What is sexual violence and what consequences can it leave?

Following the scandalous judgment on the trial of five men who sexually assaulted a young section of the population, he was shocked, sparking a social debate on sexual violence and the need for reform of the penal code.

It becomes more than ever necessary to be clear about the meaning of sexual violence and the nature of the type of acts of which it is composed.

    What is sexual violence?

    The concept of sexual violence refers to a traumatic experience related to sexual activity maintained by two or more people without the consent of one of the people involved. This term encompasses three types of violence.

    1. Sexual harassment

    First, sexual harassment is usually carried out verbally, through messages, calls or coercion and blackmail, i.e. recourse to psychological violence. The abuser presses and intimidates the victim into having the other person have sex.
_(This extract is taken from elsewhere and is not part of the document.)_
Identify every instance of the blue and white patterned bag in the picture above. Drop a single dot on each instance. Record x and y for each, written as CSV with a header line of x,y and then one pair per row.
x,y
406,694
For example, in the workplace, one person coerces another into having sex, otherwise they will lose their job.

    2. Sexual abuse

    Another type of sexual violence that we come across is sexual abuse. This term refers to any action that forces a person, male or female, to engage in sexual behavior that they do not wish to accomplish or maintain. In other words, the aggressor, whether male or female, it assumes the freedom to access the body of another person without their consent, And there is no authorization of sexual activity by any of the parties.

    3. Sexual assault

    Finally, sexual assault consists of accessing the victim’s body without their consent and resorting to direct violence as a means of entering into sexual activity. The most serious form of sexual assault is penetration.

    Beyond physical pain

    As noted, the perpetrator’s conviction may vary depending on the type of sexual violence used. One of the main differences between the three types is the use of physical violence. But as we know physical violence is not the only form of violence that exists and as the name suggests, in the different types we find ourselves under a case of sexual violence.

    Perhaps part of the debate that has opened up in recent days should be centered here and that it is not the use of physical violence that determines a greater or lesser punishment, but the act itself, the mere fact. to restrict a person’s sexual freedom is doomed.

    The sentence handed down states that there is no physical violence, with the victim confessing that she has chosen not to resist. There may be no visible beatings and injuries, but the unauthorized penetration of five men into a woman, coercion on sexual freedom and of course emotional harm and the subsequent psychological consequences are more than sufficient.

    Why are we sometimes unable to defend ourselves against a threat?

    One of the criticisms leveled at the victim is that he did not object to the moment of the sexual act. This behavior, from a psychobiological point of view, has a survival function when we are faced with a threat of a different nature.

    In our brain we have an extremely powerful sensor, known as the amygdala, which will be the internal alarm that alerts us that there is an external or internal threat, as this is one of the areas responsible for the fear. When our alarm sounds, our body will prepare to face this threat, that is, we will prepare to give a fight or flight response. With you a big adrenaline rush will appear in the body participating in this response. In turn, the decision-making areas are inhibited, anesthetized, due to chemical stress.

    Therefore, the person is in a state of hyperactivation, that is, all his alarm systems are activated, resulting in a complete inability to make decisionsIt will therefore be our nervous system which will instinctively decide to encourage our survival.

    Faced with very serious threats, situations of panic, trauma and crisis, where the situation overwhelms us and we do not have the necessary resources, our brain automatically disconnects. This phenomenon is known as dissociation, Thus protecting from emotional pain and suffering. In this state, there is a relative absence of sensations, a freezing of emotions or a reduction in physical movements. Being the least active defense, we won’t try to run away, we won’t be able to say no. Our brain will speak for us and the person will act automatically.

      What are the psychological and emotional consequences of sexual abuse?

      These are some of the common sequelae left by experiences of sexual abuse.

      1. TEPT

      Post-traumatic stress disorder can occur, with symptoms linked to the onset of nightmares where you relive what happened. Onset of flashback where memory appears very invasive, negative thoughts and mood swings.

      2. Appearance of feelings of guilt and shame

      The victim has the false belief that what happened could have prevented him from doing so had he acted differently.

      3. Stop talking

      Inability of the victim to explain their experience Fear of being rejected.

      4. Feelings of depression

      Sometimes you even develop an emotional disorder.

      5. Isolation

      Social isolation can be given out of shame, fear or mistrust of others.

      6. Self-harm

      Using self-destructive behaviors as a means of calming emotional damage suffered or even the occurrence of suicidal behavior

      7. Drug use

      Substance abuse as a way to isolate – and not think about – what happened to calm all the emotional damage.

      8. Decreased self-esteem

      All of this leaves a mark on the concept of the self.

        Relive the trauma

        It is important to consider the revictimization that occurs in the victim generated by institutions, media and professionals. Some initiatives cause the victim to relive the pain and emotions associated with the traumatic event over and over again. Especially in cases as high profile as this one, where the victim is even questioned in relation to the answer given.